In 2014 she left triple j and launched her own record label, NVL Records in 2015.
Nina Las Vegas, born Nina Agzarian to an Armenian-Egyptian father and Australian mother, also co-founded non profit organisation Heaps Decent, aimed at offering music programs for underprivileged and Indigenous young people at schools and juvenile justice centres.
Jeannette Francis –SBS Journalist
As the only SBS journalist to have worked across all news and current affairs departments, current host of The Feed Jeannette Francis has experience in telling multicultural stories from Living Black, to Insight, and Dateline.
Francis cites Amy Schumer as her feminist role model, and says pay disparity and domestic violence are the most urgent issues facing Australian women.
Her advice to younger women?
"Penises are overrated."
Dr Bree Blakeman – Anthropologist
Anthropologist Dr Bree Blakeman's study of the culture and values in Indigenous communities has informed her feminist values, and she says she wants Australian feminism to expand its focus outside of capital cities.
"Any further exclusionary narrowing of Australian feminism, which is already very much dominated by white, largely middle-class, cisgender, heterosexual women, would be of great concern and a retrograde step for feminism in Australia," she said.
"While this exclusionary narrowing is surely partly the result of the media and their focus on individual voices who are, with few exceptions, white, middle-class, cis-hetero women, it is also a true reflection of the state of mainstream feminism in Australia today - which is far, far, far from intersectional.
"Intersectionality is challenging and messy, but it is essential if we want to move forward with a truly inclusive feminist movement here in Australia."
She says listening to others is key to moving forward, and feminist writers need to share the spotlight.
"I hope that those Australian feminists with a platform learn to pass the mic and listen rather than talking or writing ‘on behalf of’ others whose position or experience they do not share," she said.
"If you’re able-bodied then don’t write on behalf of people with disabilities, if you’re not Indigenous then don’t write or talk on behalf of Indigenous women."

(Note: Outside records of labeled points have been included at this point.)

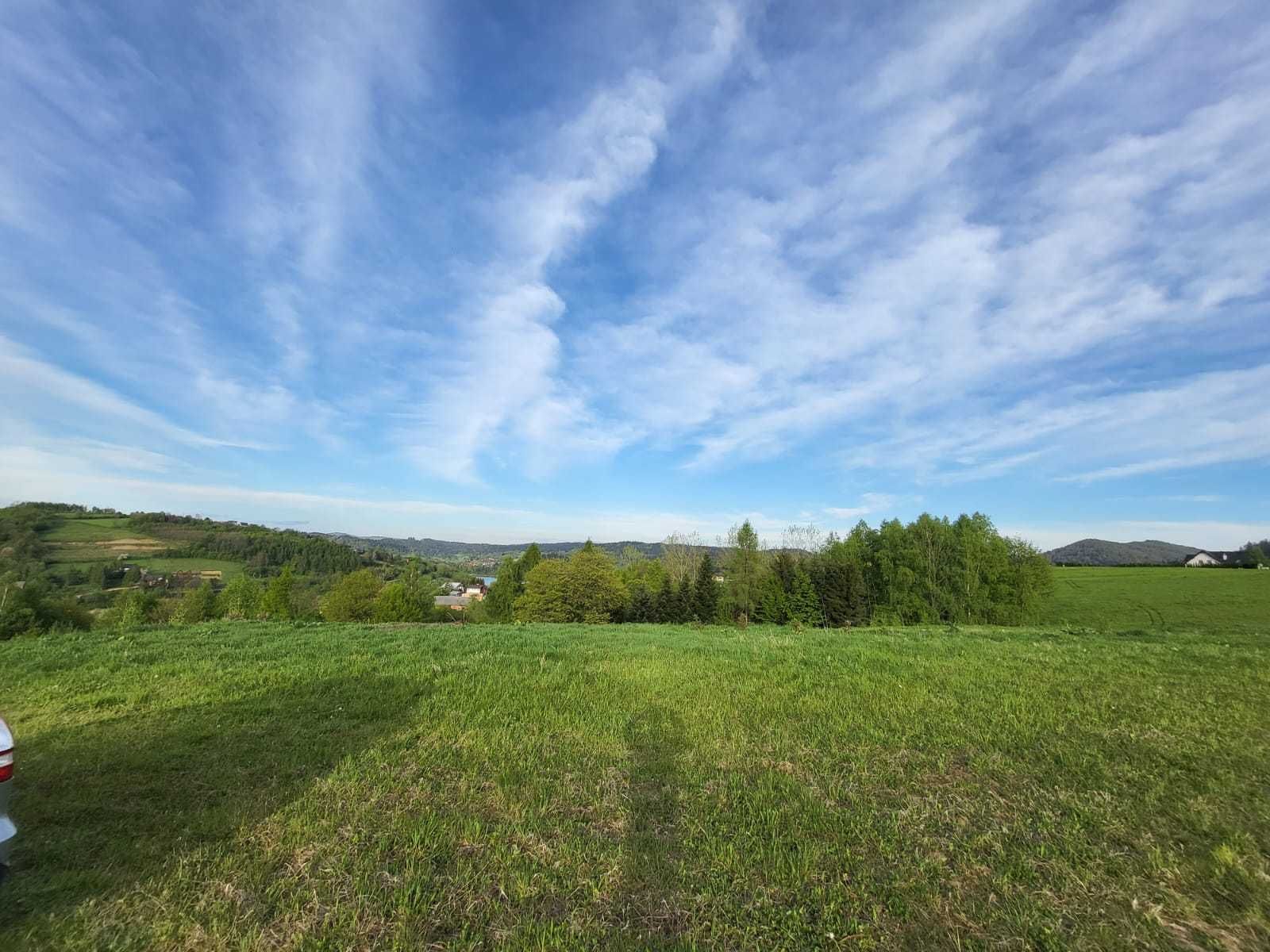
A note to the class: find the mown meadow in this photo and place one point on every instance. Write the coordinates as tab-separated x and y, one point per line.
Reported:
1161	600
554	786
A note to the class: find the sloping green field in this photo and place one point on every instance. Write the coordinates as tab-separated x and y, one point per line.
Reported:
1162	600
253	786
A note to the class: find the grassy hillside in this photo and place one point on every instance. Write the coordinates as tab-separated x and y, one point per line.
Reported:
639	787
1170	600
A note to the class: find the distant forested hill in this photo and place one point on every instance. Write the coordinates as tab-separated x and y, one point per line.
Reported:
1096	551
489	551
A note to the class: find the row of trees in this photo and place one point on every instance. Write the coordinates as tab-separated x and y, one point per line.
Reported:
930	570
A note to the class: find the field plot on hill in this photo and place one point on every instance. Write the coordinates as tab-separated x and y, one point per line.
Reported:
639	787
98	539
1168	600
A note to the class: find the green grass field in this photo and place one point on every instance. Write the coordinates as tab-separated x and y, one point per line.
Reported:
1162	600
253	786
160	565
90	530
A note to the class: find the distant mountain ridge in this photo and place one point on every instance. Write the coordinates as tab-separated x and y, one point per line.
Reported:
1096	551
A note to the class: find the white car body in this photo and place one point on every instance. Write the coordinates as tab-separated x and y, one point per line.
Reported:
6	829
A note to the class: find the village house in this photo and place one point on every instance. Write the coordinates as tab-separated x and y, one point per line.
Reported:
1213	558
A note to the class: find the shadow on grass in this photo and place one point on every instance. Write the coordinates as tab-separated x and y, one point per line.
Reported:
651	879
108	805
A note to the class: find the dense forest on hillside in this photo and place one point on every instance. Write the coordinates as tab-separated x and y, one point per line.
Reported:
69	566
1096	551
930	570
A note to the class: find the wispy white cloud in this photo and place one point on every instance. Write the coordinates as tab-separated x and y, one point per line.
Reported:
920	241
870	503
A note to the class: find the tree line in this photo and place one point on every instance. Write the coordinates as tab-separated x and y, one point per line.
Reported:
931	570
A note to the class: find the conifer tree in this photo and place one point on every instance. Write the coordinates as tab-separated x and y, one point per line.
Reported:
706	596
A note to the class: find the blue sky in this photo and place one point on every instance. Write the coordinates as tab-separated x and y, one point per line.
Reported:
511	271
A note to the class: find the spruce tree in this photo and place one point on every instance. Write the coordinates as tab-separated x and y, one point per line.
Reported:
803	605
685	603
706	594
664	609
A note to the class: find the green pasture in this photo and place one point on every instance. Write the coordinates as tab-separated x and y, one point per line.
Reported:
241	786
1162	600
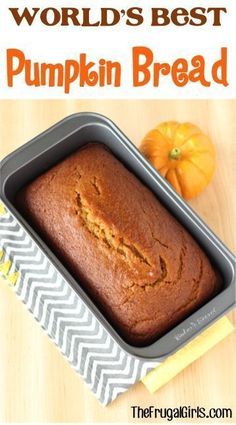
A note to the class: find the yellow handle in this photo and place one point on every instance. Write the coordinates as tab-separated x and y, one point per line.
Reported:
5	264
187	355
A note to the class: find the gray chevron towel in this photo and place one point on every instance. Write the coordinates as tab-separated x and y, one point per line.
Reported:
106	368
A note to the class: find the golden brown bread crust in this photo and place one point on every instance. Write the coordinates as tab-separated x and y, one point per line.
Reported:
134	259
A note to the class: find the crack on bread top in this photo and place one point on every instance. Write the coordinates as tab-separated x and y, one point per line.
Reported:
103	233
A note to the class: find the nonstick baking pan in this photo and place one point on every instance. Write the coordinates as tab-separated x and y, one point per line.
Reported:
70	134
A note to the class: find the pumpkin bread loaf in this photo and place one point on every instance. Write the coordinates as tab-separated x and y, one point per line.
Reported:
137	263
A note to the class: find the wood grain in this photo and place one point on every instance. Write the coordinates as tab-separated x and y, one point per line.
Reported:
36	383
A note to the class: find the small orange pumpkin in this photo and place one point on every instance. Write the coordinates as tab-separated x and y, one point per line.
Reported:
183	154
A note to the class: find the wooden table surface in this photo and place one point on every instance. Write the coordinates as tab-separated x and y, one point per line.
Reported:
36	383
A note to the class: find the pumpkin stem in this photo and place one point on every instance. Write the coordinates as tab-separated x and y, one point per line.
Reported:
175	153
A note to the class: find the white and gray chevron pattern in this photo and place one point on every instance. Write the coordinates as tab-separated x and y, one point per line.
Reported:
106	368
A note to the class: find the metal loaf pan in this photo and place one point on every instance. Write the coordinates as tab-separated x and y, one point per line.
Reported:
68	135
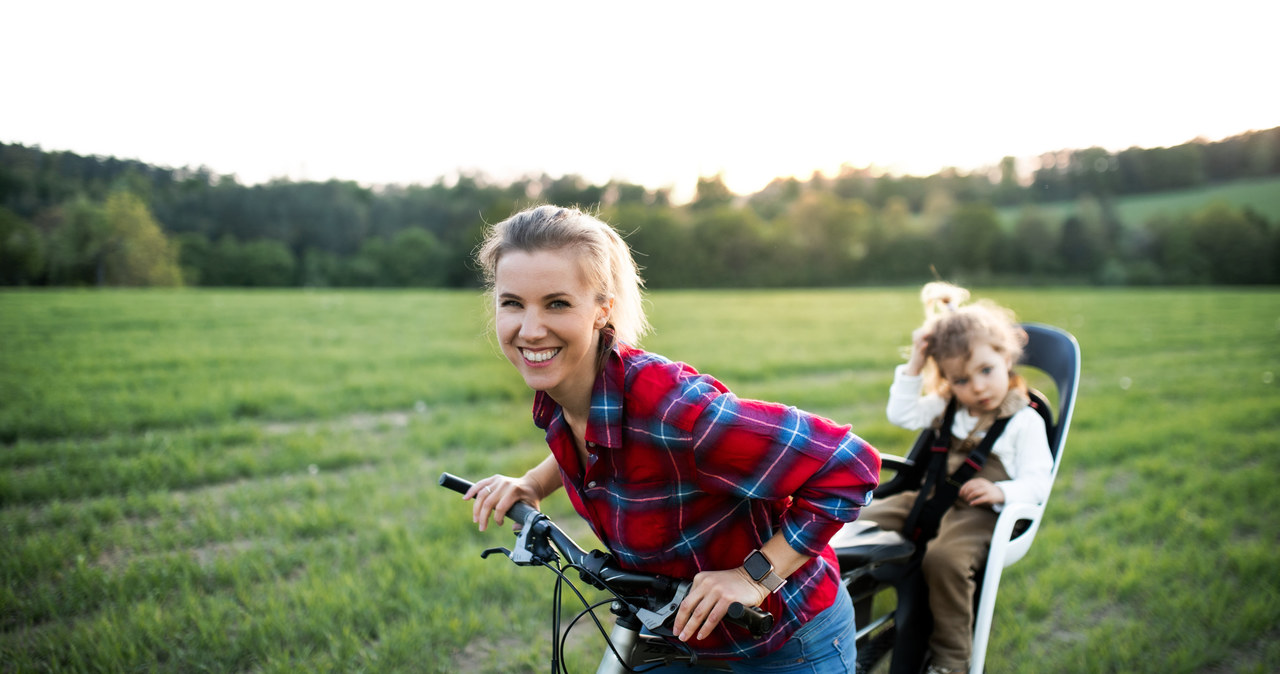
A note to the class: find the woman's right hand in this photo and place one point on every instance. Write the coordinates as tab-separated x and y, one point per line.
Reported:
494	495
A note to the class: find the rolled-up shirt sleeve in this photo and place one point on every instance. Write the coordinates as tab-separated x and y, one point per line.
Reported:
773	452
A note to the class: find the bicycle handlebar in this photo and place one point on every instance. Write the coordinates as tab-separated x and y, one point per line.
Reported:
599	569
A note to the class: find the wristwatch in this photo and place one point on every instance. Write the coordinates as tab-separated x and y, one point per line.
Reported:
760	571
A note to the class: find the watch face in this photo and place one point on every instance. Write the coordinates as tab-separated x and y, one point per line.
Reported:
757	565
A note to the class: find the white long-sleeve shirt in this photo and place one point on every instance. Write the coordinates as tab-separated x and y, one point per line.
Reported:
1023	448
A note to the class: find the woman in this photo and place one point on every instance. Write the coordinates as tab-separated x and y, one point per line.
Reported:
673	472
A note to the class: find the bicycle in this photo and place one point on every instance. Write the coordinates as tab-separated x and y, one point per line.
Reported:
644	604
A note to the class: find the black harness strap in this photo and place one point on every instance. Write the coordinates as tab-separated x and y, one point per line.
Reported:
922	523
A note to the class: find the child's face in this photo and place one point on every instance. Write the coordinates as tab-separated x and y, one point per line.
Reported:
979	381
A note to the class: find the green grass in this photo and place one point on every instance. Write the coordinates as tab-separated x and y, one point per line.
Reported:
242	481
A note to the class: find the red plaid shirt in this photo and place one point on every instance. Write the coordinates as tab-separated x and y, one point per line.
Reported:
684	476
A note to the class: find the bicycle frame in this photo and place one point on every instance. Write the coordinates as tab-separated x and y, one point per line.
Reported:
640	600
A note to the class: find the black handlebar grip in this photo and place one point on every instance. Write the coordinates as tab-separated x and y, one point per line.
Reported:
519	510
455	482
755	620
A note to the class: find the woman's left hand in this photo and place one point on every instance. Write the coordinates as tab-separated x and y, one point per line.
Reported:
709	599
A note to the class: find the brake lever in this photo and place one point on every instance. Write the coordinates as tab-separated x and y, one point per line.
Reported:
533	548
656	619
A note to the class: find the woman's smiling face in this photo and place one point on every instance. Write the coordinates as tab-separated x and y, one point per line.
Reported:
548	321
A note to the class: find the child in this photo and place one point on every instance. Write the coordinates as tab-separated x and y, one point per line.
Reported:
964	354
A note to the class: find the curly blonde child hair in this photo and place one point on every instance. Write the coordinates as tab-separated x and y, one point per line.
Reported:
956	328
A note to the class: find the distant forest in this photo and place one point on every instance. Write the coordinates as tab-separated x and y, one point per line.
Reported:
103	221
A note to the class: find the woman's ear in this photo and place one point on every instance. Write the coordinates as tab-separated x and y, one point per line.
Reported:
602	317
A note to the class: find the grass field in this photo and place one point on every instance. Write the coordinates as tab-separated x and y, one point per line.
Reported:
245	481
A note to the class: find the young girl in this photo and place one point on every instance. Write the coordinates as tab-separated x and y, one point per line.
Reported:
965	353
673	472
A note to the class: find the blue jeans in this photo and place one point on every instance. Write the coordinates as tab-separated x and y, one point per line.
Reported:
826	645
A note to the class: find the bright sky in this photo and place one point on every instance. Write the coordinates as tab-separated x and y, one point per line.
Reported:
654	92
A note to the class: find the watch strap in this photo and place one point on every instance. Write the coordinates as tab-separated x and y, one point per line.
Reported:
769	579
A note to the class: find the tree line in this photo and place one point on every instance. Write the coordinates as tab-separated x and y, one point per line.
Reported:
86	220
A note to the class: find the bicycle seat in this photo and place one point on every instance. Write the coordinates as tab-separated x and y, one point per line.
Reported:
862	544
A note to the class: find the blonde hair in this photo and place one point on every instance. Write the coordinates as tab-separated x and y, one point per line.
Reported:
956	328
606	258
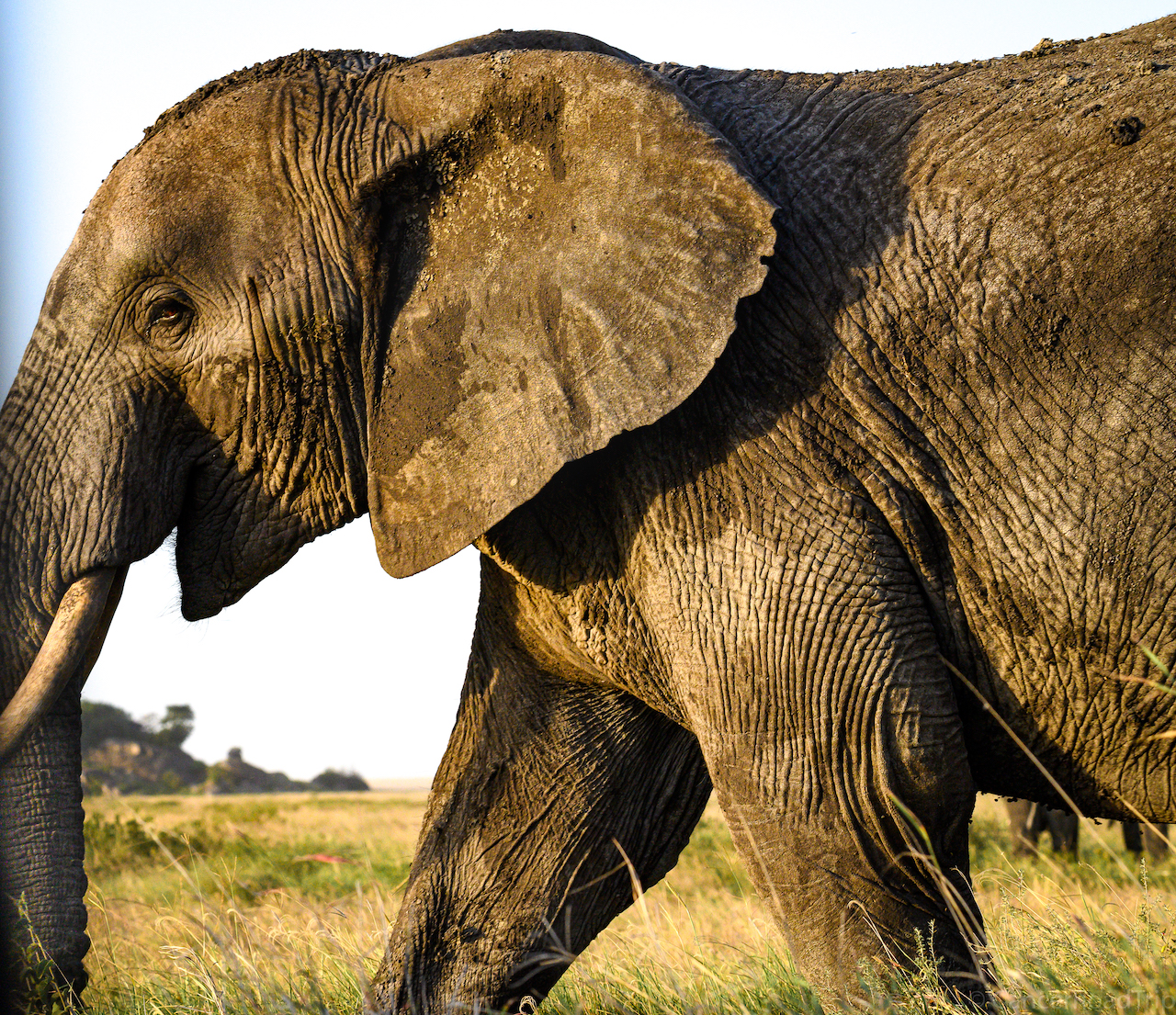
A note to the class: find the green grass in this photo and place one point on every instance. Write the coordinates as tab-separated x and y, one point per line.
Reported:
213	905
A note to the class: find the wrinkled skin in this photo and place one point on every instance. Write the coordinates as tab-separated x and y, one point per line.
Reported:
841	533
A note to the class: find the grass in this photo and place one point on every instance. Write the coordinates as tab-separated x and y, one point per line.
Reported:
280	904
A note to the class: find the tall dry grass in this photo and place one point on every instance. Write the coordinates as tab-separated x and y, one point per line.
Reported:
280	904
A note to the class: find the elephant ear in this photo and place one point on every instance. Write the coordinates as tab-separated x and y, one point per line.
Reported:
562	242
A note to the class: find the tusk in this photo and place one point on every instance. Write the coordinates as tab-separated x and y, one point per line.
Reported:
71	648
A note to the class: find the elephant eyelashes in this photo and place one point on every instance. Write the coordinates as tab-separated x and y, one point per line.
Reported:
167	319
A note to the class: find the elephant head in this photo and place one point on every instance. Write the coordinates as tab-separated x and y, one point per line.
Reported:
330	285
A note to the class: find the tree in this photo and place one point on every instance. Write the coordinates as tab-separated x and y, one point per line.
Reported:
175	726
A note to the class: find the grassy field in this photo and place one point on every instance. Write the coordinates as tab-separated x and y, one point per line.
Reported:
280	904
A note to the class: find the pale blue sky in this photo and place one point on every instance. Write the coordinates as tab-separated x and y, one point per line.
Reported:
331	661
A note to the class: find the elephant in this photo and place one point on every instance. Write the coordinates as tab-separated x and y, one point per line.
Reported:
1028	821
816	434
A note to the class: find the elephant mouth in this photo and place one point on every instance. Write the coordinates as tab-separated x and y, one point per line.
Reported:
71	648
230	536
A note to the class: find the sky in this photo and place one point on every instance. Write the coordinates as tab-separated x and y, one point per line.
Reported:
331	662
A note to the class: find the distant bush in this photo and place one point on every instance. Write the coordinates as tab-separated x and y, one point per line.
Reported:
175	726
332	781
101	721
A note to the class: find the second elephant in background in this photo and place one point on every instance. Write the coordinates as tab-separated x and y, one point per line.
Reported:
1029	820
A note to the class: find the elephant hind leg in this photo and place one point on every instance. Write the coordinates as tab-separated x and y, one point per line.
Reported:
844	776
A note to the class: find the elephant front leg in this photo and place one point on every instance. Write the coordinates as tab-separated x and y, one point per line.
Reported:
547	793
840	762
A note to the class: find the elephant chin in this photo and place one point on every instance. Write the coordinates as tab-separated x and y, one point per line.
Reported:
218	567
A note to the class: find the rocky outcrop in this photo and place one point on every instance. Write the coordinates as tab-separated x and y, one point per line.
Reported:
132	766
234	774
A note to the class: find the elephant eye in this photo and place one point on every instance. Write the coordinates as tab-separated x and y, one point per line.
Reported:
167	318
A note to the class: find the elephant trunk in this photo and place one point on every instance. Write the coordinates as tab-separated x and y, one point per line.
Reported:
74	640
44	662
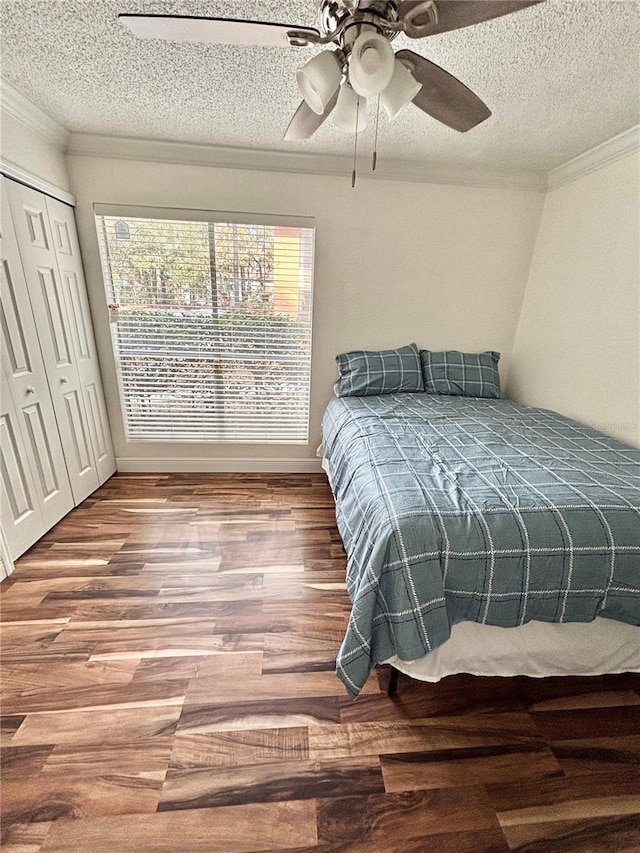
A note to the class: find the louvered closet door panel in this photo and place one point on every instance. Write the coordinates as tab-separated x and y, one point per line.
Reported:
29	423
67	250
51	314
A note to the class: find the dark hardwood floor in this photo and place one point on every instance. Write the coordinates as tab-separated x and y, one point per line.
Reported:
168	686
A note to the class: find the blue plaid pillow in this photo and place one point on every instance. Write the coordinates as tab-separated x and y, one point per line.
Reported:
367	372
464	374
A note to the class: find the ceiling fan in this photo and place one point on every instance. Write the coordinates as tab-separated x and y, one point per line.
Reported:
360	62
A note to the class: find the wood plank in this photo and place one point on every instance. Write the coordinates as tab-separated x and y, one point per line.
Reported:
232	748
446	768
270	782
353	739
183	672
233	829
80	727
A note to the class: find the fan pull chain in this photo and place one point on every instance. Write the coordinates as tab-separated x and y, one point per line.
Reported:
375	141
355	144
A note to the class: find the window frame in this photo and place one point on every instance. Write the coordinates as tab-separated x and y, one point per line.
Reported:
177	214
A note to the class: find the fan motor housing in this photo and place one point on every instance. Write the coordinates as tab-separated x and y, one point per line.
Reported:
333	15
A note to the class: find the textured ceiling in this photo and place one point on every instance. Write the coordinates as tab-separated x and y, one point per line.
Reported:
560	78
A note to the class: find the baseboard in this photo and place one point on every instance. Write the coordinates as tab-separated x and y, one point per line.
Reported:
191	465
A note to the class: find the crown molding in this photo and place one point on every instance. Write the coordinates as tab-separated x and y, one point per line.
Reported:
613	149
17	173
191	154
17	105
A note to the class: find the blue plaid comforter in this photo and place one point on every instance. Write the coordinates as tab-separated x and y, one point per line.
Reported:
455	509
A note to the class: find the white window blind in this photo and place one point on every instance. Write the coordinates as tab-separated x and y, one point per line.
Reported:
211	324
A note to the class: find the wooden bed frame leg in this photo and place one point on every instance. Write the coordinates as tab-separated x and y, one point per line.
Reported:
392	689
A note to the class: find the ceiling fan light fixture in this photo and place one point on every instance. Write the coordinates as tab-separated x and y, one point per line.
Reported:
349	115
400	92
371	64
319	79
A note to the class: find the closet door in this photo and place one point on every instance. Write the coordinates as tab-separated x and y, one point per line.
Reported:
67	250
51	315
20	511
35	487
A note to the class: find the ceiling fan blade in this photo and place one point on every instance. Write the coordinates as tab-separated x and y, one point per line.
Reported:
217	30
454	14
442	95
305	122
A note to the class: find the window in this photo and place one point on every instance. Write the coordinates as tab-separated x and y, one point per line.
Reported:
210	322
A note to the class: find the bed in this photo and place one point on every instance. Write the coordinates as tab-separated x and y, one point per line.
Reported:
483	536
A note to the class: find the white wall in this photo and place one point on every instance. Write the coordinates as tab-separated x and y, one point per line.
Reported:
577	348
396	262
36	153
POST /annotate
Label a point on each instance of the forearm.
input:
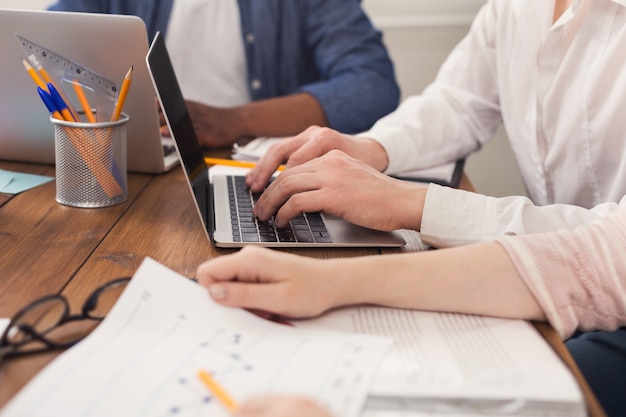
(281, 116)
(477, 279)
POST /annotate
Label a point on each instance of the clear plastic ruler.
(72, 79)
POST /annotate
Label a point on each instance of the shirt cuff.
(454, 217)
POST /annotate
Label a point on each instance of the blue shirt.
(327, 48)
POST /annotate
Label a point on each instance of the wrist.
(374, 155)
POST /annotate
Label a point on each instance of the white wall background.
(419, 35)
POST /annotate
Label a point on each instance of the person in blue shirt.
(268, 68)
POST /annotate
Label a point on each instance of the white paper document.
(143, 359)
(447, 362)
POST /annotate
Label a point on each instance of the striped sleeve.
(578, 276)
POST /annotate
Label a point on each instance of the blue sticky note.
(16, 182)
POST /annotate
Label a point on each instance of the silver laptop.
(106, 44)
(224, 202)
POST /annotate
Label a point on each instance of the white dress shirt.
(559, 89)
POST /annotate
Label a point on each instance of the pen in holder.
(90, 162)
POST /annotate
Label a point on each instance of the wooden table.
(48, 248)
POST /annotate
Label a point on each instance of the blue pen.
(47, 100)
(60, 104)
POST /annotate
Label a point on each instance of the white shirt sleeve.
(455, 115)
(454, 217)
(577, 276)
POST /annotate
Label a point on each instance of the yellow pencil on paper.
(218, 392)
(234, 163)
(121, 98)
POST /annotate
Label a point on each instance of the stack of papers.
(143, 359)
(359, 361)
(444, 363)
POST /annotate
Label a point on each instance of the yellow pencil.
(121, 98)
(234, 163)
(33, 74)
(80, 93)
(218, 392)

Yassmin Abdel-Magied - Engineer and activist
As an engineer who just so happens to be a young Muslim woman who was born in Sudan, Yassmin Abdel-Magied has faced a lot of discrimination.
But she turned her journey through the white-male-dominated industry of mechanical engineering into one of inspiration for other young people, publishing a memoir Yassmin's Story: Who do you think I am?, which aims to dispel myths about Australian Muslims.
Abdel-Magied, who was awarded Young Queenslander of The Year in 2015, founded Youth Without Borders, an organisation dedicated to programs for young people in diverse communities.
Maggie Collins - Artist manager, music festival programmer
Music fans may be surprised that the manager behind one of the loudest rock bands in Australia, DZ Deathrays, is a woman with a fondness for puppies.
Maggie Collins, whose voice known by many Australians thanks to appearances as a presenter on triple j, manages some of the most popular acts in the male-dominated independent music industry, including the John Steele Singers and The Creases.
She is now the event programmer for BIGSOUND, Australia's largest music conference, and has a keen interest in women in music and promoting the development of more women in the management side of the industry.